Winter is quickly approaching and it’s time to put your RV into storage. However, you’ll want to follow these RV maintenance tips before stepping away. Otherwise, you may not be so happy with how your RV looks when spring returns.
Inspect and Repair Sealants
The first thing you need to check would be your interior sealants — if you have done winterization in the previous years. If this is your first year having an RV over the winter, then, you’ll need to apply fresh sealants everywhere.
Inspect all seams, windows, and roofs and repair or reapply sealants anywhere cold air is leaking in. Similarly, you may also want to clean and treat the rubber roof before winter arrives.
Drain the Water System
You’d be surprised how many people forget about this critical RV maintenance tip and wake up to frozen pipes and tanks (yikes!).
The first step is to drain fresh water and the waste tanks. Next, you’ll need to pump non-toxic antifreeze rated to -50 degrees throughout your RV’s water system.
Cover Up Your RV
If your RV will remain outdoors through the winter, you’d want to cover it up with proper materials. Regular plastic tarps aren’t going to do the job, and you’ll pay a much higher price later on for going cheap with covers.
Therefore, invest in a cover specifically designed for RV storage. You’ll be able to reuse the cover for many years, so it’s smarter to just buy something with higher quality anyways.
Find a Safe Spot for Winter Storage
Again, if you’re parking the RV outside, make sure you find a safe spot for your winter storage. Avoid parking under any large branches because trees can get brittle during wintertime and the last thing you want is a branch crashing through your RV.

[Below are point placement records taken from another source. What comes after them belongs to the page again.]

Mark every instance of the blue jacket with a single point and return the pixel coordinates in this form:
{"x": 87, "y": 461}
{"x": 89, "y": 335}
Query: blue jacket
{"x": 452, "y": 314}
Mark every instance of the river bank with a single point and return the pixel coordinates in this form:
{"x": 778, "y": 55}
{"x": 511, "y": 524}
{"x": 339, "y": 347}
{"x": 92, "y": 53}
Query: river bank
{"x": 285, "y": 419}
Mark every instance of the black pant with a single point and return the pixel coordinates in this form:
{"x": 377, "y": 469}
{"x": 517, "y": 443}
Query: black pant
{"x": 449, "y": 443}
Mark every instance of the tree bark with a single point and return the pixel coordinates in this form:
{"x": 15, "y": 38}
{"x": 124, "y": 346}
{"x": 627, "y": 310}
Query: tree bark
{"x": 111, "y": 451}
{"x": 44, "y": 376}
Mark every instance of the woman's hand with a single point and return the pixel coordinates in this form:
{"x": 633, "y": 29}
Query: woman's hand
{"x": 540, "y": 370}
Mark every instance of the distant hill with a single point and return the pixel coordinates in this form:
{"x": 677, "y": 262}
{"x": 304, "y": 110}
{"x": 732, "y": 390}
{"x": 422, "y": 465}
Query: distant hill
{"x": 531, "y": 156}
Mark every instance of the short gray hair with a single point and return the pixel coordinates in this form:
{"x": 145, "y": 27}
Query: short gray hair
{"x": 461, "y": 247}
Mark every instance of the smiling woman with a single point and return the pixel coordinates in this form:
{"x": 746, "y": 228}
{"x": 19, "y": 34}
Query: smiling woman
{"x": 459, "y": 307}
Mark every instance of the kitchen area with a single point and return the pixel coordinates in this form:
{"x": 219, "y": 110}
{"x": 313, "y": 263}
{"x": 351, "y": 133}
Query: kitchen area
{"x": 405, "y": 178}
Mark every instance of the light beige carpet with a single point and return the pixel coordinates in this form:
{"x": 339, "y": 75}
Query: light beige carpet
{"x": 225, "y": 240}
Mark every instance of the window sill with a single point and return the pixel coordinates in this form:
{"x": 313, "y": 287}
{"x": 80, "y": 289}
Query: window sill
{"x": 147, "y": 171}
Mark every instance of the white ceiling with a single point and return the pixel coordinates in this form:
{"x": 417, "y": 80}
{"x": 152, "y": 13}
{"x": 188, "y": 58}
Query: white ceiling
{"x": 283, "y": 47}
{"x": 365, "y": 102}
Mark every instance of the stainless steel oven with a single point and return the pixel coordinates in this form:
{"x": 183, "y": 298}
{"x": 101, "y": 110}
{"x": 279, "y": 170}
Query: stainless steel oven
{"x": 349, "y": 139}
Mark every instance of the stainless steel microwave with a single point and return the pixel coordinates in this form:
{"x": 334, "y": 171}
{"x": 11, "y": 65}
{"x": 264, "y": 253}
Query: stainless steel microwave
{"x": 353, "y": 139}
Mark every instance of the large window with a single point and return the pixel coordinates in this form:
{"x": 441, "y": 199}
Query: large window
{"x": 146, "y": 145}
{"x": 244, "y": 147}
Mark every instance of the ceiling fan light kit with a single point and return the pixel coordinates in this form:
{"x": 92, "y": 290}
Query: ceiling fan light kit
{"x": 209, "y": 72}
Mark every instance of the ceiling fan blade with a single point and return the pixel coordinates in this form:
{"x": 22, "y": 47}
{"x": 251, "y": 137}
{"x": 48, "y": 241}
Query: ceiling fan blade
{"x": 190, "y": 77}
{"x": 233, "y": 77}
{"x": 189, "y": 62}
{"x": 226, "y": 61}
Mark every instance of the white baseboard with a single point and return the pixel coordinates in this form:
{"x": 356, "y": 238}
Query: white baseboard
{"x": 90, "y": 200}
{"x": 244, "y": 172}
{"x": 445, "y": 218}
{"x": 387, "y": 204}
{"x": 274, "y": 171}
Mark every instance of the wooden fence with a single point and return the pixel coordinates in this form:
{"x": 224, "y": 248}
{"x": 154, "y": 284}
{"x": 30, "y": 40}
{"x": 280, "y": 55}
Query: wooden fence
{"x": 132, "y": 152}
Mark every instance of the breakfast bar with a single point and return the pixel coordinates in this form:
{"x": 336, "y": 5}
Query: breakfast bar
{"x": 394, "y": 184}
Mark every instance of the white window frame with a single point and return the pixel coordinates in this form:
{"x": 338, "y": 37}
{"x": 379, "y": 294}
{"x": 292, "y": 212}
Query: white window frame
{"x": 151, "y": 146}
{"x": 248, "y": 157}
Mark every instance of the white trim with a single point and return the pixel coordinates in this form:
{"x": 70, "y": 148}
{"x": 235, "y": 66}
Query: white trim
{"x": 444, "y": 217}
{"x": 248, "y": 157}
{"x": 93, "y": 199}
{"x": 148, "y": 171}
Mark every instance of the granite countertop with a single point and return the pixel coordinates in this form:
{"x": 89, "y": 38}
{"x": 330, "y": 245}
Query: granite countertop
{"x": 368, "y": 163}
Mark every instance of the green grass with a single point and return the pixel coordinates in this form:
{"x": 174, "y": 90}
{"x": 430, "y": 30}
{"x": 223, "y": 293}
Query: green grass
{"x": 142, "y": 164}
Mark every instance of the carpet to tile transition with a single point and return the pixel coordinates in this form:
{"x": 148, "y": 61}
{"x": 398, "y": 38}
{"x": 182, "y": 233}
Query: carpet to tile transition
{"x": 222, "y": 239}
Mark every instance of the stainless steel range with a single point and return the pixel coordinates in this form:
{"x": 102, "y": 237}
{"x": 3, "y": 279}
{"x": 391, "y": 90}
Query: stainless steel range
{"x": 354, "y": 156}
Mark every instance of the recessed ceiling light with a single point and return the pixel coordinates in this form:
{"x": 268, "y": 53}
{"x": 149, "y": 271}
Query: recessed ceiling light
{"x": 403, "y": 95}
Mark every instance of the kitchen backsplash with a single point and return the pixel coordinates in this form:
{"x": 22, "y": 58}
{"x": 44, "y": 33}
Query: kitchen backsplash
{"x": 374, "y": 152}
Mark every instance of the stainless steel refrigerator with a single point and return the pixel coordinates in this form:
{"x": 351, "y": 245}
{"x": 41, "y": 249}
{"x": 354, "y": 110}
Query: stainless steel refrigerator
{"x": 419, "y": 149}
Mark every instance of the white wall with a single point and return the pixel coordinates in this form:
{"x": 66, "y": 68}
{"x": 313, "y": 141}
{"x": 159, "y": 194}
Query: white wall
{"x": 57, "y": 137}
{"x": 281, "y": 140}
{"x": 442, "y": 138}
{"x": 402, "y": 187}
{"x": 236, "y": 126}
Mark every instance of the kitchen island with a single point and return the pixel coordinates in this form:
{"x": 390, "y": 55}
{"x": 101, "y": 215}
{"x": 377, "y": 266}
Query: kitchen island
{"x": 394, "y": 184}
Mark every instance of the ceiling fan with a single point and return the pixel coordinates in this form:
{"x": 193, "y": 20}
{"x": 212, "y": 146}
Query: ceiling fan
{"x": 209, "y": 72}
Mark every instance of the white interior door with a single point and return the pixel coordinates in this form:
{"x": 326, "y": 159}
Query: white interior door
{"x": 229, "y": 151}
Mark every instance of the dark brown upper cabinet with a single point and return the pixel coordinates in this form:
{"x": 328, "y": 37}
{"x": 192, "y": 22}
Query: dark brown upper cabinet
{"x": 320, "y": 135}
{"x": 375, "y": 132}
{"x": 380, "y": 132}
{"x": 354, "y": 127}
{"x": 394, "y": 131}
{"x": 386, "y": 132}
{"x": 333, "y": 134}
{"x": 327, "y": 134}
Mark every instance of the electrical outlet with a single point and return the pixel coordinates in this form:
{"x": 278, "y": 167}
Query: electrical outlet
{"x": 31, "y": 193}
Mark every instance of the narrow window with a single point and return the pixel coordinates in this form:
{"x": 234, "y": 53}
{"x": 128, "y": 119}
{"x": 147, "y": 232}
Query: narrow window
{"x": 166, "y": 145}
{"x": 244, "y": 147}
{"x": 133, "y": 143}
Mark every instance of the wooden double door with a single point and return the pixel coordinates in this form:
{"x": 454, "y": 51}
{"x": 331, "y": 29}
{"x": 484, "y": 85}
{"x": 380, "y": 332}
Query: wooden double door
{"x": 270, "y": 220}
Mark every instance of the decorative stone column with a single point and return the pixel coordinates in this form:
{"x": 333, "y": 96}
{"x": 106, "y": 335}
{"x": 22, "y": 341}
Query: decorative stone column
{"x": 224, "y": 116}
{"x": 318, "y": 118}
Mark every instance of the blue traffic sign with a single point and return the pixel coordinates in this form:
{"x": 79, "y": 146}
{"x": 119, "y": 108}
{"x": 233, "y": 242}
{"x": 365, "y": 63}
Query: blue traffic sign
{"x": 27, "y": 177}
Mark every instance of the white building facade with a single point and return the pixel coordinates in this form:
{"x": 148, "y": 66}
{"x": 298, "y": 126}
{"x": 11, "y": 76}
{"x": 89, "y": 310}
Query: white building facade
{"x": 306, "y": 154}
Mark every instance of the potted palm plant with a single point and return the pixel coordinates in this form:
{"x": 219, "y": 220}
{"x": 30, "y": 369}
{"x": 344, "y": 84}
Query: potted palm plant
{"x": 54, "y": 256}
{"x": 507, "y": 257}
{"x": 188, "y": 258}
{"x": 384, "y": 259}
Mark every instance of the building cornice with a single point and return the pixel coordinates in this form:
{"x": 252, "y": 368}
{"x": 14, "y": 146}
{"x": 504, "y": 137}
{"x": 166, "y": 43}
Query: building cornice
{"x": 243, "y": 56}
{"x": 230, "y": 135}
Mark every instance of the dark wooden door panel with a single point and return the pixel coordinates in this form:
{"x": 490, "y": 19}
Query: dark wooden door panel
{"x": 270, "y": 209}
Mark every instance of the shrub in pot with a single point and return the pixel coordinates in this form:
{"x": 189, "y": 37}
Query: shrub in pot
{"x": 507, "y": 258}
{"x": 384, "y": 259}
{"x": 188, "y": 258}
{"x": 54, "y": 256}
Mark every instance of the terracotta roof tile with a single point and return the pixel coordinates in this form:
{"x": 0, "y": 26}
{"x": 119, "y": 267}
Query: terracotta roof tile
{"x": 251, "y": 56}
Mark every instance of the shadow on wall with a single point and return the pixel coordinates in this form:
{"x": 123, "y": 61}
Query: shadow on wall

Also, try to find somewhere nice and flat instead of parking on a slope. Similarly, try your best to find somewhere sheltered from the wind, or at least won’t get too windy during the harsh weather.
Protect Your Tires
Another critical RV maintenance tip is to protect your tires. First of all, always deflate all your tires to avoid any damages caused by a change in the air pressure. Next, check with an RV dealership and purchase some tire covers.
However, if you have a legitimate RV body cover, it should be able to cover the tires as well.
The next thing you want to do is check the batteries. Then, disconnect the batteries and store them somewhere cool and dry, because a cooler (but not cold) temperature slows down the power loss.
Make sure your batteries are fully charged before putting them away because a half-charged battery freezes more easily than a fully-charged one.
Prep the Exteriors
While not necessary, you may want to wash and wax your RV exteriors since oxidization will inevitably dull the outsides. Just make sure whatever you use is actually RV-approved.
Defend Against Rodents and Critters
It’s cold outside, and little animals, like mice and squirrels would want to find a warm and comfy spot to hide. Sadly, these little things will chew through your wires and electrics, and that’s why rodent-proof measurements are vital.
Therefore, make sure all food is removed from your RV, conduct a thorough kitchen deep cleaning. Also, seal anywhere you think critters will be able to come through.
Check On Your RV Regularly Throughout the Winter
Finally, RV winter storage is not a once-and-for-all process. Rather, you need to check your RV regularly throughout the winter. For example, do a quick inspection every few weeks and look for any exterior damages or traces of critters.